Arrays.stream(stringRepresentation.split("(?<=\\G.{8})"))
  .filter(eightBits -> !eightBits.equals("00000000"))
  .map(eightBits -> (char)Integer.parseInt(eightBits, 2))
  .collect(StringBuilder::new, StringBuilder::append, StringBuilder::append)
  .toString();

5. Applying a Bitmask

5.应用一个比特掩码

Instead of extracting and checking values of single bits, we can also create a mask to check many of them at the same time. We want to check if our user has an active and premium account, so his variable has the first two bits both set to one.

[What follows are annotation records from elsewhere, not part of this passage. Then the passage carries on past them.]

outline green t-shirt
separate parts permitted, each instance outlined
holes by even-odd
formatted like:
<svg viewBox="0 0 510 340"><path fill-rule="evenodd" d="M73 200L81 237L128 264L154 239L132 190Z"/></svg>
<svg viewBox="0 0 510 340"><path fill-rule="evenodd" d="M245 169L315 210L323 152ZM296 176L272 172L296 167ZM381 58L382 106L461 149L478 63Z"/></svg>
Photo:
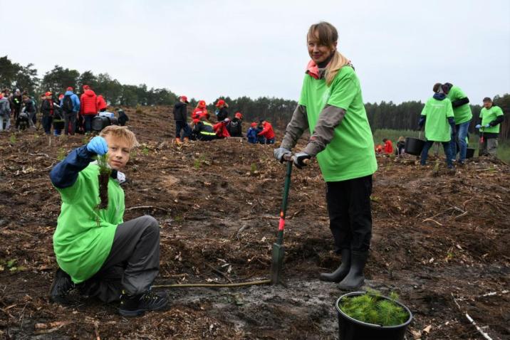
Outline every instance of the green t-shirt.
<svg viewBox="0 0 510 340"><path fill-rule="evenodd" d="M499 106L492 105L490 109L486 109L485 107L482 109L480 111L480 117L482 118L482 126L486 125L496 119L498 116L503 115L503 110ZM484 127L481 129L482 132L490 132L493 134L499 133L499 125L498 124L495 127Z"/></svg>
<svg viewBox="0 0 510 340"><path fill-rule="evenodd" d="M62 198L61 214L53 234L58 265L75 283L92 277L110 253L117 225L123 223L124 191L108 181L108 208L98 210L99 166L90 164L80 171L75 184L57 190Z"/></svg>
<svg viewBox="0 0 510 340"><path fill-rule="evenodd" d="M467 96L462 92L460 87L458 86L452 86L452 88L449 89L447 97L448 97L450 102L454 102L457 100L465 98ZM471 107L469 103L454 108L453 114L455 117L455 124L457 124L469 122L473 117L473 115L471 113Z"/></svg>
<svg viewBox="0 0 510 340"><path fill-rule="evenodd" d="M422 115L425 116L425 137L434 142L449 142L450 127L448 117L453 117L452 102L448 98L439 100L433 97L423 107Z"/></svg>
<svg viewBox="0 0 510 340"><path fill-rule="evenodd" d="M378 165L373 138L360 81L353 68L342 68L330 87L324 79L305 75L299 104L306 107L311 134L326 104L345 110L331 142L317 154L326 182L357 179L375 172Z"/></svg>

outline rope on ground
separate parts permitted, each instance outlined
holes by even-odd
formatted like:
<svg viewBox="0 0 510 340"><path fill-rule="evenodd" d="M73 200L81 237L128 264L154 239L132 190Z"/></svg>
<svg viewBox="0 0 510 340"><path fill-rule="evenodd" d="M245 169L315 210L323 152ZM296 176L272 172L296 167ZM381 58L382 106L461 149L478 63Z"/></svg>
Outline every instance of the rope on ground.
<svg viewBox="0 0 510 340"><path fill-rule="evenodd" d="M460 308L460 305L459 304L459 302L457 302L457 299L455 299L455 297L453 295L453 293L452 294L452 297L453 298L454 302L455 302L455 304L457 304L457 307L459 308L459 310L461 311L461 312L462 312L462 309ZM472 324L473 326L474 326L475 327L477 327L477 330L482 335L482 336L484 336L484 338L486 339L487 340L492 340L492 338L491 338L491 337L489 336L489 334L487 334L486 333L485 333L485 332L477 324L477 323L474 322L474 320L473 320L473 318L472 318L472 317L469 316L469 314L467 314L467 312L464 312L464 313L465 313L465 315L466 315L466 318L467 318L467 319L469 321L469 322L471 322L471 324Z"/></svg>
<svg viewBox="0 0 510 340"><path fill-rule="evenodd" d="M262 280L260 281L251 281L249 282L240 283L181 283L177 285L157 285L152 286L152 288L193 288L193 287L207 287L207 288L231 288L235 287L256 286L259 285L269 285L271 280Z"/></svg>

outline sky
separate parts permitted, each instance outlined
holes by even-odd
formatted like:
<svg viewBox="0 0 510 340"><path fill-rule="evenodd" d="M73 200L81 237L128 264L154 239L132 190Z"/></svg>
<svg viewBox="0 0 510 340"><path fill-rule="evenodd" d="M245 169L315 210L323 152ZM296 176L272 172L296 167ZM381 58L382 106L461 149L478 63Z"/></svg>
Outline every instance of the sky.
<svg viewBox="0 0 510 340"><path fill-rule="evenodd" d="M338 31L365 102L426 101L438 82L459 86L473 104L510 92L509 0L42 4L0 0L0 22L10 28L0 56L35 64L41 77L59 65L207 102L297 100L306 33L326 21Z"/></svg>

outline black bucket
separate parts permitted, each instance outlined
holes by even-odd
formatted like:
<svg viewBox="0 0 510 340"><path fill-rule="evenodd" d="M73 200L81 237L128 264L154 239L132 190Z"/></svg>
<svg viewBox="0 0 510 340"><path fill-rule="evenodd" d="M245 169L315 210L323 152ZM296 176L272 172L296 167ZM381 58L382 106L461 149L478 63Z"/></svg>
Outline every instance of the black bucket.
<svg viewBox="0 0 510 340"><path fill-rule="evenodd" d="M420 156L425 145L425 141L413 137L405 137L405 146L404 150L406 154Z"/></svg>
<svg viewBox="0 0 510 340"><path fill-rule="evenodd" d="M355 319L353 319L345 314L338 307L342 299L348 298L367 294L366 292L353 292L342 295L336 300L336 311L338 314L338 334L340 340L403 340L407 326L412 320L412 314L407 307L401 303L386 297L381 299L391 300L404 309L409 314L407 321L397 326L380 326L378 324L368 324Z"/></svg>

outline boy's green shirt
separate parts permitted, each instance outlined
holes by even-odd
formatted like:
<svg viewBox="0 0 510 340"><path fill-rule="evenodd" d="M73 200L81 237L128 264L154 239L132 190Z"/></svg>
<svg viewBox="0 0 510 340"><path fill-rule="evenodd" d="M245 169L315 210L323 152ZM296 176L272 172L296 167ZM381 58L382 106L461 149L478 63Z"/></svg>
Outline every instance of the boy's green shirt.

我们也可以创建一个掩码来同时检查许多位的值，而不是提取和检查单个位的值。我们想检查我们的用户是否有一个活跃的高级账户，所以他的变量的前两个比特都设置为1。

We could check them separately using previous methods, but it’s faster to create a mask that will select them both:

我们可以用以前的方法分别检查它们，但创建一个能同时选择它们的蒙版会更快。

int user = Integer.parseUnsignedInt("00000000010000010100000101000001", 2);
int mask = Integer.parseUnsignedInt("00000000000000000000000000000011", 2);
int masked = user & mask;

Because our user has an active account, but it’s not premium, the masked value will have only the first bit set to one:

因为我们的用户有一个活跃的账户，但它不是高级账户，所以被屏蔽的值将只有第一个比特被设置为1。

assertEquals(getStringRepresentation(masked), "00000000000000000000000000000001");

Now, we can easily and cheaply assert whether a user meets our conditions:

现在，我们可以轻松而廉价地断言一个用户是否符合我们的条件。

assertFalse((user & mask) == mask);

6. Conclusion

6.结语

In this tutorial, we learned how to use bitwise operators to create bitmasks and apply them to extract binary information from integers. As always, all the code examples are available over on GitHub.

在本教程中，我们学习了如何使用位运算符来创建位掩码，并应用它们来从整数中提取二进制信息。一如既往，所有的代码实例都可以在GitHub上找到。